Journal of Cell Science ◽

10.1242/jcs.78.1.87 ◽

1985 ◽

Vol 78 (1) ◽

pp. 87-96

Author(s):

I. Hickey ◽

C. McConville ◽

M. McMenamin ◽

R. Neill

Keyword(s):

Dna Synthesis ◽

Somatic Cell ◽

Cytochalasin B ◽

Nuclear Division ◽

Transformed Cells ◽

Somatic Cell Hybrids ◽

Recessive Character ◽

Normal Cells ◽

Cell Hybrids ◽

Transformed Cell Lines

Cytochalasin B (CB) prevents cytokinesis in animal cells. In normal cells nuclear division and DNA synthesis are also blocked and the cells, held in the G1 phase of the cell cycle, remain either mononucleate or binucleate. In transformed cell lines DNA synthesis and nuclear division continue and the cells become multinucleate. We have examined the response to CB in two sets of somatic cell hybrids made between cells that display multinucleation after CB treatment and cells that do not.
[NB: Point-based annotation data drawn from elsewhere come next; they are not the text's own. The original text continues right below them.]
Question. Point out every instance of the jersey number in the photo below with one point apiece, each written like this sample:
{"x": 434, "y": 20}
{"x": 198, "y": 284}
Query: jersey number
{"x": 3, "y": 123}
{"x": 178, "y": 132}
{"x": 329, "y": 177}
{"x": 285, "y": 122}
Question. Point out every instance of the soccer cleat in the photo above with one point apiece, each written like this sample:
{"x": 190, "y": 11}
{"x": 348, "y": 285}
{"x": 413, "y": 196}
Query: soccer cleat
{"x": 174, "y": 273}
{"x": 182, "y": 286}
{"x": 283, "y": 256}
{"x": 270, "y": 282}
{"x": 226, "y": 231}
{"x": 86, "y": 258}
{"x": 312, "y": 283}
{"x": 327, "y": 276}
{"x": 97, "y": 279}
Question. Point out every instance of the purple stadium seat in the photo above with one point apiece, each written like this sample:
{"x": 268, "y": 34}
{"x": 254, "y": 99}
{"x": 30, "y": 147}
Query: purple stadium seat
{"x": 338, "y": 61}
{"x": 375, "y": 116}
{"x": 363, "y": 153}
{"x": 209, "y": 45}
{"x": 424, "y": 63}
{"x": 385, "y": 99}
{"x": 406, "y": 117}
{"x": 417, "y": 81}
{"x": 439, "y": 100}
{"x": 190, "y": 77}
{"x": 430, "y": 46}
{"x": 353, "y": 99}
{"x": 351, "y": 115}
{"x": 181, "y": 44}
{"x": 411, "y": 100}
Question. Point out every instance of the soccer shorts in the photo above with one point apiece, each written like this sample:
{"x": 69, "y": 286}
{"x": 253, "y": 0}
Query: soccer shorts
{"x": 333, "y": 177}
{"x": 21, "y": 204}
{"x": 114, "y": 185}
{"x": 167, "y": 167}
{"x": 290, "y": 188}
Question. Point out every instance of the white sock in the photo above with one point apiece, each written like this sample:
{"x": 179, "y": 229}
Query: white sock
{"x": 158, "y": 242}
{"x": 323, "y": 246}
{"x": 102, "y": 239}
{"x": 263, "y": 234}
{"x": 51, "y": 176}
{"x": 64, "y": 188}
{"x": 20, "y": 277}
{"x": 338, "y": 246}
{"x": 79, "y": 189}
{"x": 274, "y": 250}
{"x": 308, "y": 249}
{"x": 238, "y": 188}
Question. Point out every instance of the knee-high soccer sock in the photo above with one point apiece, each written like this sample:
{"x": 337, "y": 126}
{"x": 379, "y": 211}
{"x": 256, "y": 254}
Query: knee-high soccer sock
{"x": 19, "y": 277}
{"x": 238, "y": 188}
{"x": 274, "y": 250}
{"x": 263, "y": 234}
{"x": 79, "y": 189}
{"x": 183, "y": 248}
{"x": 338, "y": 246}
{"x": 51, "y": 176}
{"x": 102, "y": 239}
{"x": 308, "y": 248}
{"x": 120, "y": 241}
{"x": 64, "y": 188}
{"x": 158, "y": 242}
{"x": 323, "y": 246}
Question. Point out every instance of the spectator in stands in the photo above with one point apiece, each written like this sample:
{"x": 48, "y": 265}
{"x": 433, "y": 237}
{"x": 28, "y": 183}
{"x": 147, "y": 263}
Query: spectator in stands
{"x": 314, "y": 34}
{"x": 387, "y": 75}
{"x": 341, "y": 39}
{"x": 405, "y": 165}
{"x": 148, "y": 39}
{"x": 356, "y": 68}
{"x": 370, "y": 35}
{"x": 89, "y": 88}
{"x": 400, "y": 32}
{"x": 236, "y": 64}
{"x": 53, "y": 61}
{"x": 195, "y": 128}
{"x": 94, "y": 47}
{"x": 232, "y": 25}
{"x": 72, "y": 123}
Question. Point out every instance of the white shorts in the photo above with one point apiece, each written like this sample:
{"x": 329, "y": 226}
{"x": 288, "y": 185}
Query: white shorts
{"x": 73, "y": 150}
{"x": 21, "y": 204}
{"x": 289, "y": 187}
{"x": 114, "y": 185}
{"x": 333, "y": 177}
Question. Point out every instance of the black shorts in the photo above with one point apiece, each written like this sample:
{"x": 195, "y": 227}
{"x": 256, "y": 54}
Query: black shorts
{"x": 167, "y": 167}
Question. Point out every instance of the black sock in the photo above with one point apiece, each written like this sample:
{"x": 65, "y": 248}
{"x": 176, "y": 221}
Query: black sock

In a cross between transformed mouse LMTK cells and normal rat embryo lung cells, very little multinucleation was observed after treatment with CB for 7 days. The ability of the LMTK cells to form clones in soft agar was also significantly reduced in these hybrids. Segregant sub-clones that re-expressed both of these transformation phenotypes were isolated. These had reduced chromosome numbers. A second cross was made between two variants of the BHK cell line, one of which displayed a high level of multinucleation in CB while the other did not. Again the hybrids showed a response similar to that of the non-multinucleating parent. From the results obtained with these two hybrids we conclude that the multinucleation induced in transformed cells by CB behaves as a recessive character in crosses with normal cells.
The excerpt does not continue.